Thinking about buying a dietary supplement? Before you do, ask yourself, “Why do I need this supplement?” and “Is it suitable for me?” Think about your typical diet and what it may be lacking. Remember, the word supplement means just that—a product meant to supplement your food. A well‐chosen supplement can be beneficial under some circumstances, especially if your diet is limited. However, if you’re healthy and eat a good balance of healthful foods, supplements won’t help you much.
It’s a good idea to let your doctor know your supplement plans. Some supplements are contraindicated during pregnancy or lactation; others should not be used with certain chronic illnesses. Supplements sometimes interfere with the action of medicines. Some slow blood clotting, which is a concern if surgery is planned.

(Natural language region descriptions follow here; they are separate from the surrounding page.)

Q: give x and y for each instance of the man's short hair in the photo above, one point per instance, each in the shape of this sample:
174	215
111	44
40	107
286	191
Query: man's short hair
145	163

To a great extent, you’ll need to rely on your own understanding of diet and nutrition to make your selection. And you must rely on the supplement manufacturer for the product’s safety, its purity and cleanliness, and the label’s accuracy. If you’re concerned about potential side effects or contraindications, you’ll probably need to contact the manufacturer or distributor.
The FDA has finalized guidelines for current good manufacturing practices by supplement manufacturers. Until standards are fully implemented in 2010, you can use tip‐offs to judge a quality company—the kind you’d expect to have good quality control procedures and to manufacture, store, and transport products safely and carefully.
A quality company will not promise miracles on its Web site, in catalogues, in commercials or advertisements, or in in‐store promotions. Promises to make you smarter or thinner (unless you cut calories along with taking the supplement), to keep you young, to increase or decrease the size of various body parts, and so forth, should raise a red flag. A quality company will not manipulate statistics or distort research findings in an attempt to mislead you.
A quality company will take care with its labels, print materials, and Web information. Misspelling of terms; confusion of milligrams, grams, and micrograms; and omission on labels of important or required information are indicators of the manufacturer’s carelessness or ignorance.
Finding the freshest supplement is often easier if you shop in a retail store. Avoid dust‐covered containers. Choose a store where turnover is likely to be quick. Supplements should be displayed away from direct sunlight, bright lights, or nearby heat sources, because heat ages many supplements. Expiration dates can also give you a clue regarding freshness.
How easily can you obtain information about the product? Look for a phone number on the label so you can call with questions or to report side effects. On Web sites, look for a domestic address and phone number, in addition to an e‐mail contact. Does a knowledgeable company representative respond to your questions, or is the only person available one who reads a scripted response?
If you’re shopping online but are uncertain the supplement is right for you, check the Web retailer’s return policy. A Web retailer that also has a brick‐and‐mortar outlet near your locale may be preferable.